Pour les “identitaires”, ce discours est hypocrite, prononcé par les personnes qui ne subissent aucune discrimination : hommes, bourgeois, blancs, hétérosexuels, etc. Les identitaires pensent que l’accès à l’égalité réelle nécessite la reconnaissance ...
... des différences : les Noirs connaissent mieux leurs problèmes spécifiques que les autres, tout comme les personnes LGBT, etc. Invoquer leur “identité”, la revendiquer dans l’espace public, la voir discuter, est une immense fierté pour les personnes concernées.
Pour ces personnes, tous les débats sur le racisme, les statues, les violences discriminatoires des policiers, etc., constituent un immense progrès car elles sont le premier pas nécessaire vers une égalité réelle qui n’à jamais existé, ni en France, ni nulle part.
A l’inverse, pour les universalistes, la logique identitaire conduit à une surenchère permanente, avec des divisions à l’infini entre groupes, sous-groupes, sous sous-groupes... Elle alimente la concurrence de tous contre tous pour la reconnaissance de sa spécificité.
De plus, pour les universalistes, la logique identitaire fait le jeu du patronat, comme aux Etats-Unis, où l’élection de Trump s’explique en partie par un discours uni aux ouvriers, contrairement à Hillary Clinton, qui avait un message différent pour chaque “communauté”.
JE RÉSUME
La gauche est fracturée en 3 morceaux au moins :
- L’Europe
- L’écologie
- L’identité
Ces fractures existent aussi à droite, évidemment. Mais la droite a un électorat naturel - vieux, personnes aisées, agriculteurs, professions libérales... - qui, surtout, VOTE, lui.

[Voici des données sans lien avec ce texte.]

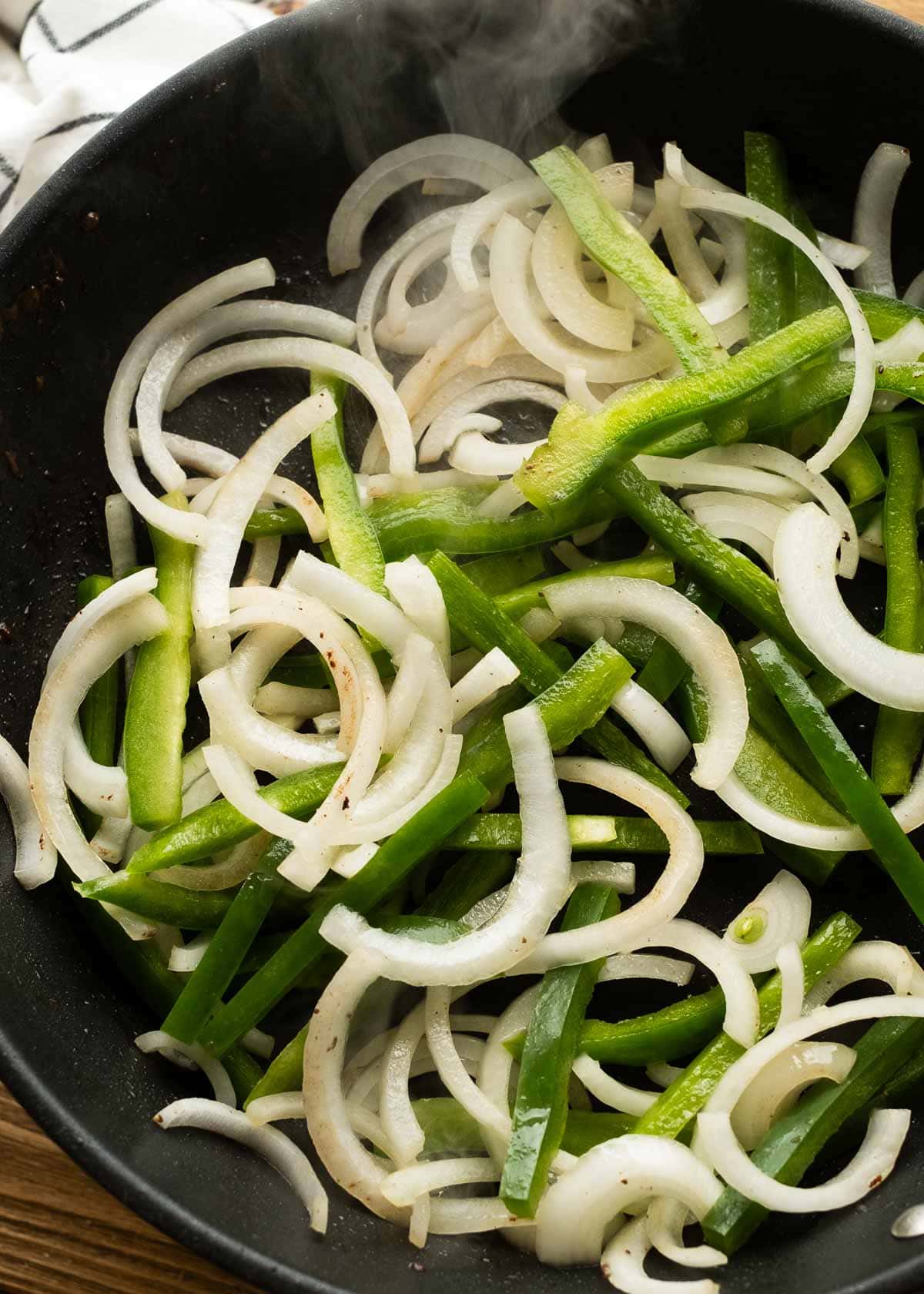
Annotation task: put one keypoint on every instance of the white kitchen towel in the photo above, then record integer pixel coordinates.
(69, 66)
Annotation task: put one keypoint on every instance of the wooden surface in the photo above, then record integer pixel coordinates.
(60, 1232)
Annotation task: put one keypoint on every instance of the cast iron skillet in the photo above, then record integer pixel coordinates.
(245, 154)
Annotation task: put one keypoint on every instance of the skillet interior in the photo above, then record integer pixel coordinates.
(243, 156)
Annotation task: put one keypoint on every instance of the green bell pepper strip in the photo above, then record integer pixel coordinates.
(492, 831)
(448, 519)
(486, 625)
(665, 668)
(791, 1145)
(101, 703)
(205, 987)
(219, 826)
(350, 531)
(156, 711)
(716, 566)
(142, 966)
(567, 708)
(584, 448)
(688, 1092)
(467, 881)
(899, 736)
(869, 810)
(770, 263)
(541, 1104)
(648, 566)
(393, 861)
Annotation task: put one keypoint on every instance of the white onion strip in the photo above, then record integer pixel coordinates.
(863, 384)
(273, 1145)
(697, 639)
(174, 1050)
(805, 559)
(536, 893)
(35, 856)
(441, 157)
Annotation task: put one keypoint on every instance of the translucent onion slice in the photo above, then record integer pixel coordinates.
(35, 856)
(557, 264)
(863, 384)
(511, 253)
(273, 1145)
(575, 1213)
(536, 893)
(876, 196)
(770, 460)
(231, 513)
(628, 930)
(779, 1084)
(623, 1263)
(443, 157)
(872, 1162)
(611, 1091)
(777, 917)
(178, 315)
(514, 198)
(654, 723)
(695, 637)
(93, 652)
(300, 352)
(174, 1050)
(121, 535)
(444, 428)
(494, 672)
(871, 959)
(805, 558)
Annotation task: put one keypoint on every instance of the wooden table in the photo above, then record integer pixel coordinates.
(61, 1232)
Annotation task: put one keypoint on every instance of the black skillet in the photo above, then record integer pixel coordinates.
(245, 154)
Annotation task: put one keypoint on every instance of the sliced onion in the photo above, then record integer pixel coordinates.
(443, 432)
(777, 917)
(644, 966)
(555, 260)
(872, 1162)
(178, 315)
(611, 1091)
(121, 535)
(235, 505)
(769, 458)
(575, 1213)
(378, 279)
(876, 196)
(623, 1265)
(494, 672)
(300, 352)
(779, 1084)
(871, 959)
(405, 1185)
(92, 654)
(35, 856)
(654, 723)
(863, 384)
(536, 892)
(413, 585)
(514, 198)
(443, 157)
(805, 563)
(179, 1052)
(511, 253)
(697, 639)
(628, 930)
(273, 1145)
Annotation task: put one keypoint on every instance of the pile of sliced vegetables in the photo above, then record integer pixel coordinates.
(728, 437)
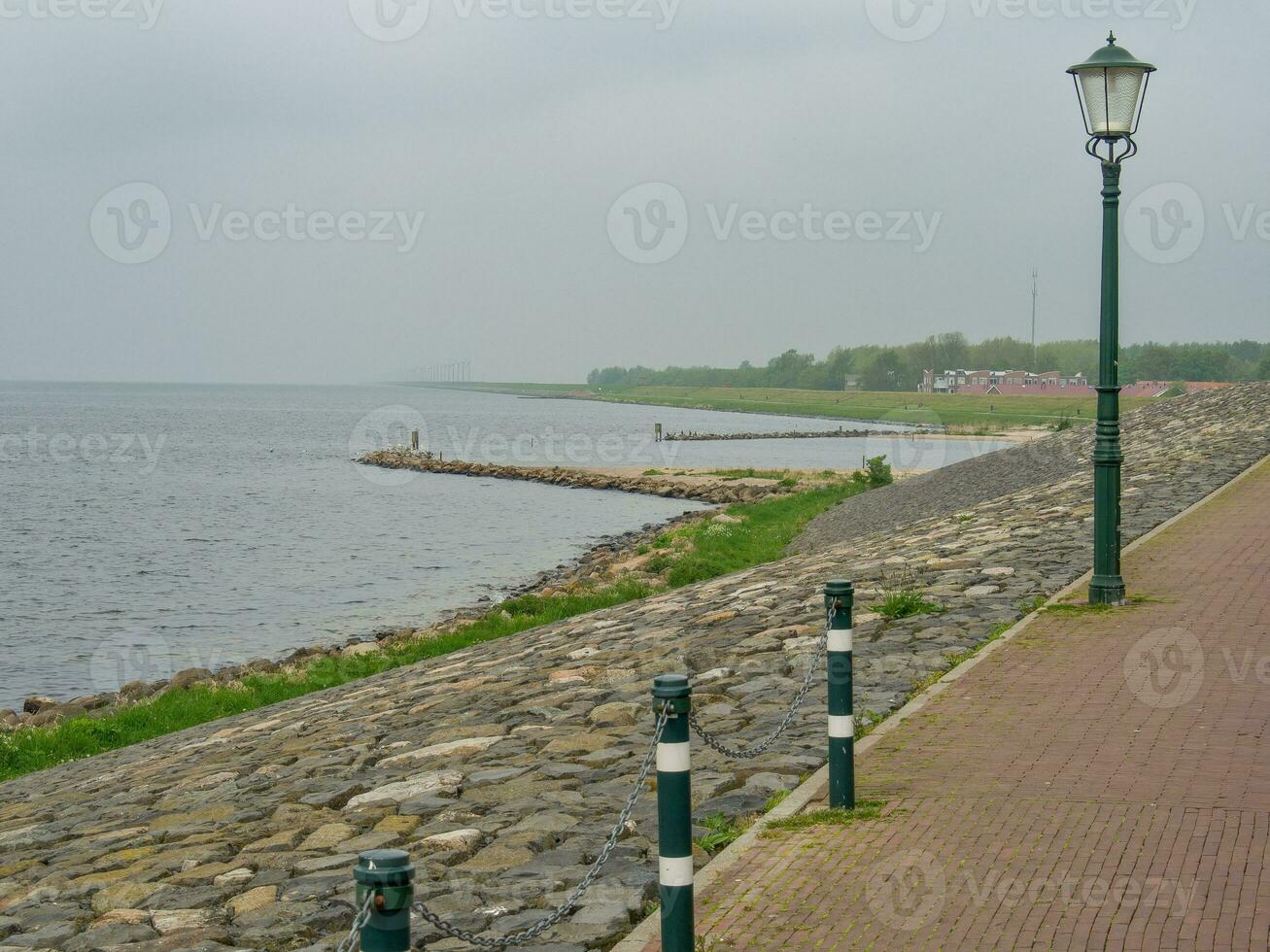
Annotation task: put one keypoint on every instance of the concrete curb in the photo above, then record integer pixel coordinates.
(814, 786)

De plus, la droite peut jouer sur des thèmes faciles : immigration, sécurité, ordre... C’est donc fastoche pour elle.
Thèmes qui divisent aussi la gauche, et qui vont de plus en plus la diviser, avec la montée de la misère et des violences au cours des mois à venir.
Je conclue : sur les 3 questions étudiées, les personnes ont des convictions profondes, réfléchies. Ce ne sont pas des positions que l’on peut réconcilier avec des programmes électoraux fourre-tout. Surtout qu’elles sont en opposition frontale.
Les dirigeants de gauche doivent travailler à résoudre ces clivages, ce qui sera très difficile. Or je constate que, pour l’instant, leur existence, évidente, n’est même pas admise publiquement par la majorité des élus et dirigeants des partis concernés.